Читаем Игра в классики Русская проза XIX–XX веков полностью

Ночь уже наступила, светлая, мягкая ночь. Те же дворцы потянулись им навстречу, но они казались другими. Те из них, которые освещала луна, золотисто белели и в самой этой белизне как будто исчезали подробности украшений и очертания окон и балконов; они отчетливее выдавались на зданиях, залитых легкой мглою ровной тени (3, 152).

В одной из венецианских новелл Жорж Санд, «Орко» (1837), мы находим гимн одухотворенности, легкости, танцующей природе Венеции:

…вы, воздушные колоннады, трепещущие в туманной дымке; вы, легкие шпили, вздымающиеся среди корабельных мачт; <…> о, мириады ангелов и святых, словно танцующие на куполах, взмахивая своими мраморными и бронзовыми крыльями, когда морской ветерок касается нашего влажного чела…[49]

Легкость Венеции превозносит и Тургенев: «Громады дворцов, церквей стоят легки и чудесны, как стройный сон молодого бога» (3, 148).
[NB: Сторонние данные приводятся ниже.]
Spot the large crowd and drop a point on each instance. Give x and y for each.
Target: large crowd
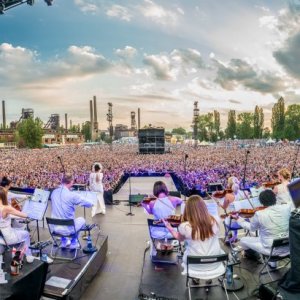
(196, 167)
Жорж Санд пишет: «о, вы, дворцы, служившие некогда обиталищем фей и поныне овеянные их волшебным дыханием»[50]. Тему волшебства включает и Тургенев: «вся несказанная прелесть этого волшебного города» (3, 148); тут надо вспомнить байроновский «fairy city» (см. выше) – fairy значит одновременно принадлежащей феям и волшебный. В тургеневской Венеции тоже «есть что-то сказочное» (3, 148), только легкомысленных французских фей тут заменяет «молодой бог» – широкая аллюзия на одновременно античные и раннехристианские истоки венецианской культуры.

Еще одним претекстом Тургенева кажется мне знаменитая трехтомная книга Джона Рескина «Камни Венеции» (1851–1853). Рескин открыл непреходящую эстетическую ценность Венеции для Нового времени. Уже в первой главе он писал о Венеции как о мираже, отражении, контуре, исчезающем в небе:

…призрак на морских песках, такая слабая – такая тихая, – такая лишенная всего, кроме своей прелести, что мы вправе сомневаться, глядя на ее слабое отражение в мираже лагуны, где тут Город, и где его Тень <…> история, которая, несмотря на труды бесчисленных летописцев, остается неопределенным и спорным контуром, – очерченным ярким светом и тенью, как дальний край ее океана, где прибой и песчаный берег сливаются с небом[51].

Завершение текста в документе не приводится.